Data & Knowledge Management

Starting from my data analysis skills, I was entrusted with leading a team responsible for data management and its utilization to support evidence-based conservation.

Furthermore, the team I led underwent further development and was tasked with knowledge management within the department.

As part of an organization, there are certain aspects that cannot be shared publicly. However, here are some examples of my work accomplishments:

Data Management

I am confident that adopting a data-driven approach within the organization’s operations will result in rapid growth, as all decisions are consistently made by relying on data.

We initiate the data management process by defining and elaborating on key performance indicators in the Country Strategy and several key activities that also reflect the organization’s vision and mission. The outcomes of this process are subsequently used to construct data models and data sources as the basis for data collection in the field.

Our colleagues in the field collect data through their respective activities. We employ tools such as the Spatial Monitoring and Reporting Tool (SMART) and camera traps to record data in various formats such as tables, photographs, GPX files, and other data types.
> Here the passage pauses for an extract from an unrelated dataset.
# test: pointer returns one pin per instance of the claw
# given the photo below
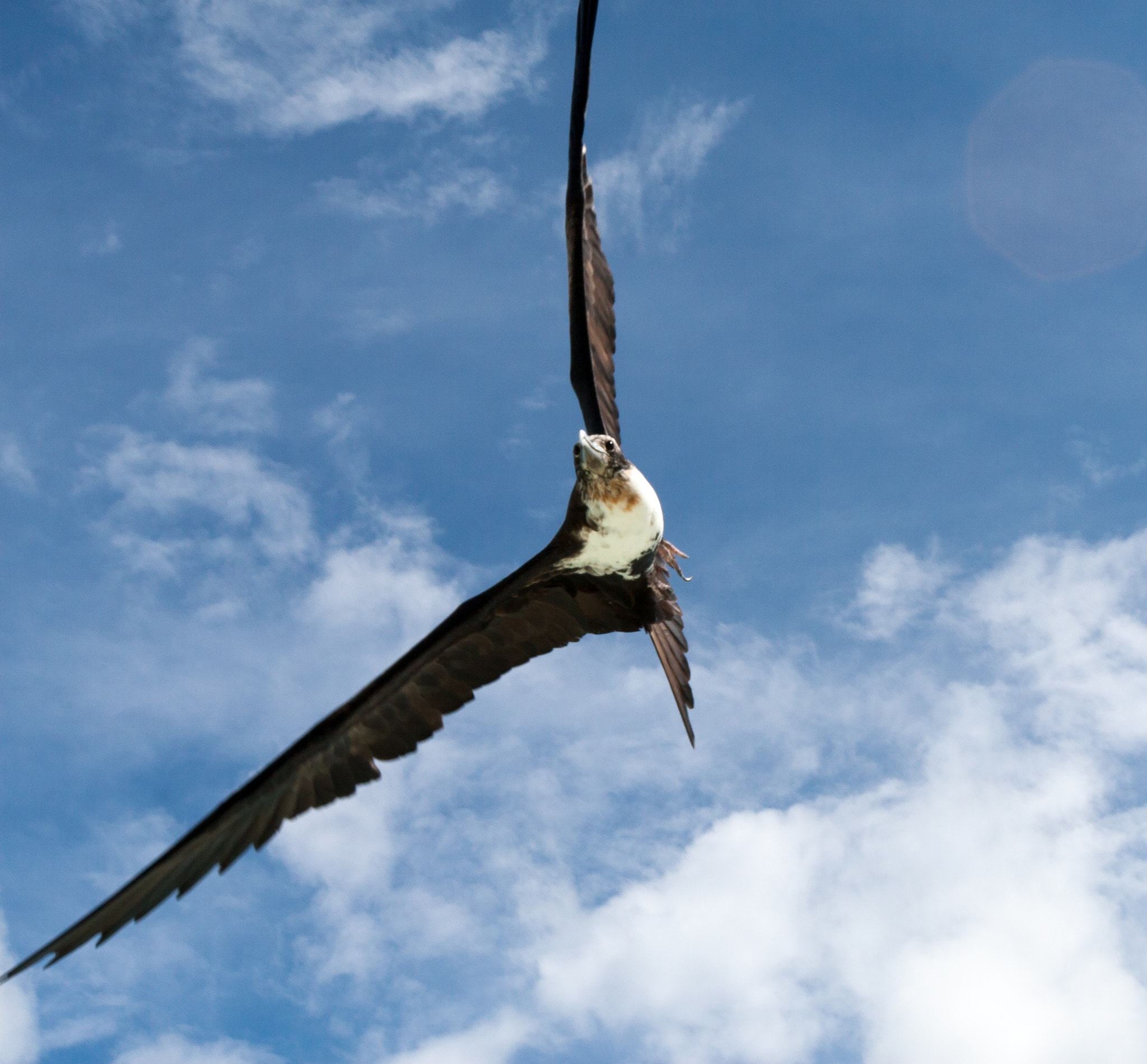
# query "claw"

All of this data is accumulated in a centralized cloud-based data repository, organized in a structured manner using appropriate data models and schemas. Meanwhile, our activity reports are inputted into a document repository within the knowledge management system.

A layered process of data cleaning and data quality assessment is carried out to ensure accuracy, completeness, and reliability. This process begins with the data operators in the landscape and extends to the central level. It includes cleansing and preprocessing the data to eliminate errors, inconsistencies, duplicates, and irrelevant information. We develop quality metrics and processes to identify and resolve data issues. Data that successfully passes through this process is then inputted into SQL databases to facilitate data extraction by data analysts.
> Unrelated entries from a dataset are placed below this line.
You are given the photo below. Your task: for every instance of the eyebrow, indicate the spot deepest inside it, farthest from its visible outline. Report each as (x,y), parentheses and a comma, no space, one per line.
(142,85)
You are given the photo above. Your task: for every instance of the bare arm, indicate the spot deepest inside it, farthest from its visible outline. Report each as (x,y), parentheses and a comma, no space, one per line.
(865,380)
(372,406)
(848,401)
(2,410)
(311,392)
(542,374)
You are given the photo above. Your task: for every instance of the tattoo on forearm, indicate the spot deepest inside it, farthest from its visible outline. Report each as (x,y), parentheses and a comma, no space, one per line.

To generate reports and visualizations that effectively communicate findings, we construct a near-real-time information system build on R and RShiny based on several key performance indicators.
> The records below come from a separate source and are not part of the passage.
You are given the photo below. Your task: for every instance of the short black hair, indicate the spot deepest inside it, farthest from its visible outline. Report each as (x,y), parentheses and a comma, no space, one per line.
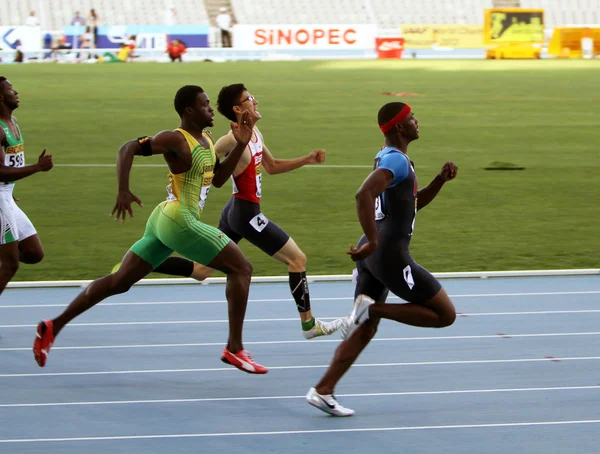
(229,96)
(389,111)
(186,97)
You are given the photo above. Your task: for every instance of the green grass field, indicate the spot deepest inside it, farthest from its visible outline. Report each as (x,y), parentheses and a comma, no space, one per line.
(542,115)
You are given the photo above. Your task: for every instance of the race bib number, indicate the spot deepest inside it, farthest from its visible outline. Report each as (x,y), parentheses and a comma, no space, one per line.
(407,272)
(203,196)
(259,222)
(378,209)
(170,195)
(14,156)
(259,185)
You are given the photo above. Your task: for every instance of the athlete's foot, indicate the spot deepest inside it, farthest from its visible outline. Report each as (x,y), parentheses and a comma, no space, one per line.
(243,361)
(359,315)
(43,341)
(327,403)
(323,328)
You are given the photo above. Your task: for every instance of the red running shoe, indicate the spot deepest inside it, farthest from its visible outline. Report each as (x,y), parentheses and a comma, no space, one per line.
(43,341)
(243,361)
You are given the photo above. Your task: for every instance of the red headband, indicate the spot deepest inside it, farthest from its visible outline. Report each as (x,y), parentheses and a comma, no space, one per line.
(397,119)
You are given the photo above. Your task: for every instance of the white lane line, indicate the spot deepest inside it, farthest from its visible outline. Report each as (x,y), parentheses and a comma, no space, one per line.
(303,343)
(287,300)
(304,366)
(293,319)
(302,432)
(251,398)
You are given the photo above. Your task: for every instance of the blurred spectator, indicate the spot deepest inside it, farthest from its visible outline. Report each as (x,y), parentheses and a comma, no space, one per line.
(78,19)
(19,54)
(170,15)
(131,43)
(47,41)
(121,57)
(92,23)
(224,24)
(87,39)
(32,20)
(175,50)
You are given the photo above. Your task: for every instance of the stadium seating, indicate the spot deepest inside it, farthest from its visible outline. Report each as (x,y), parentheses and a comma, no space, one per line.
(301,12)
(59,13)
(387,14)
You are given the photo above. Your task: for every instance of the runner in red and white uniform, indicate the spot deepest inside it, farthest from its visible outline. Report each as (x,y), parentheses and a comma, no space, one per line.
(243,218)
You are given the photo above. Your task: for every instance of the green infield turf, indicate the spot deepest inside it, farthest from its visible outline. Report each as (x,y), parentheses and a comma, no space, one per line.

Through the establishment of data policies and standard operating procedures (SOPs), we determine access controls and permissions to ensure appropriate data access for different users or groups, including data sharing policies. This entails defining roles and responsibilities, data stewardship, data retention, and archiving strategies. We perform monthly backups to ensure the security of our data.

Knowledge Management

Aiming to be an evidence-based organization, our unit helps organization make the best use of knowledge and information by making it easy to find, share, and use.

By utilizing Microsoft SharePoint as the main platform, we store and manage knowledge products such as reports and publications in the form of scientific papers, books, booklets, and popular articles, making them easily discoverable and accessible to all staff.

In addition to being presented as documents, standard operating procedures (SOPs) are also condensed into shorter and more easily readable and understandable articles in the “how-to” and “frequently asked questions” formats, particularly for field teams. These articles are managed in a knowledge base with search features based on keywords and tags to ensure that staff can quickly find the information they are looking for.

Tacit knowledge, especially in the form of lessons learned, such as best practices in carrying out conservation activities and the field staff’s years of experience, also be included in the knowledge base.